Hungary exits recession in first quarter this year
Hungary emerged from recession in the first three months of the current year, when the economy expanded by a better-than-expected 0.9 per cent, official provisional data showed yesterday.
"According to seasonally and calendar-adjusted data, gross domestic product (GDP) increased by 0.9 per cent as compared to the previous quarter," the statistics office KSH said in a statement.
Analysts had been projecting a further contraction in GDP of 0.1-0.3 per cent and had been forecasting a return to growth only in second or third quarters.
On a 12-month basis, the economy grew by a marginal 0.1 per cent in the period from January to March.
However, the data were still only provisional and final data - to be published on June 9 - "may differ from the ones published in this flash estimate," KSH cautioned.

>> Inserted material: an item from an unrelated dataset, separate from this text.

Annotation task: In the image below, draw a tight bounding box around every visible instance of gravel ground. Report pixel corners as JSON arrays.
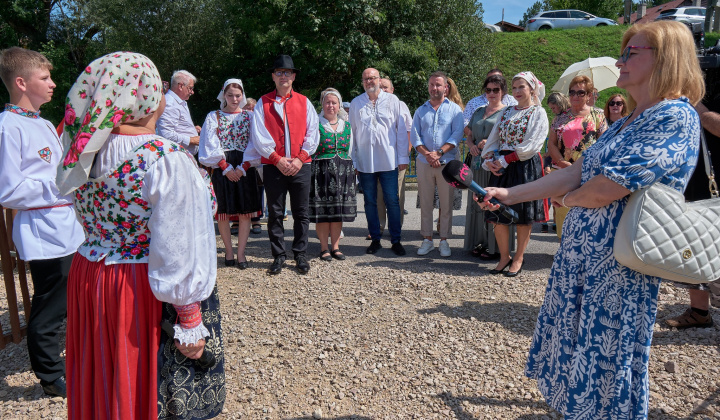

Hungary entered a deep recession at the end of 2008 and the economy shrank by 6.3 per cent in 2009.
The statistics office gave no details or any breakdown of the preliminary GDP estimate, so it was not yet clear exactly what was driving the surprise growth.
But experts pointed to stronger-than-expected first-quarter growth in Germany, which is Hungary's main trading partner.
Hungary may also be starting to reap the benefits of the draconian belt-tightening measures prescribed by the previous government as one of the conditions for the €20-billion financial bailout by the International Monetary Fund and the European Union at the end of 2008.
Thanks to the drastic austerity measures, the Socialist administration under ex-premier Gordon Bajnai succeeded in curbing the public deficit, bringing it down to four per cent of GDP in 2009 from more than nine per cent in 2006.
But it was precisely the unpopularity of the cost-cutting measures which led to the ousting of the Socialists in the general election earlier this year.
And the opposition centre-right party Fidesz and its leader Viktor Orban, who won a two-thirds majority, have yet to present the details of their economic programme.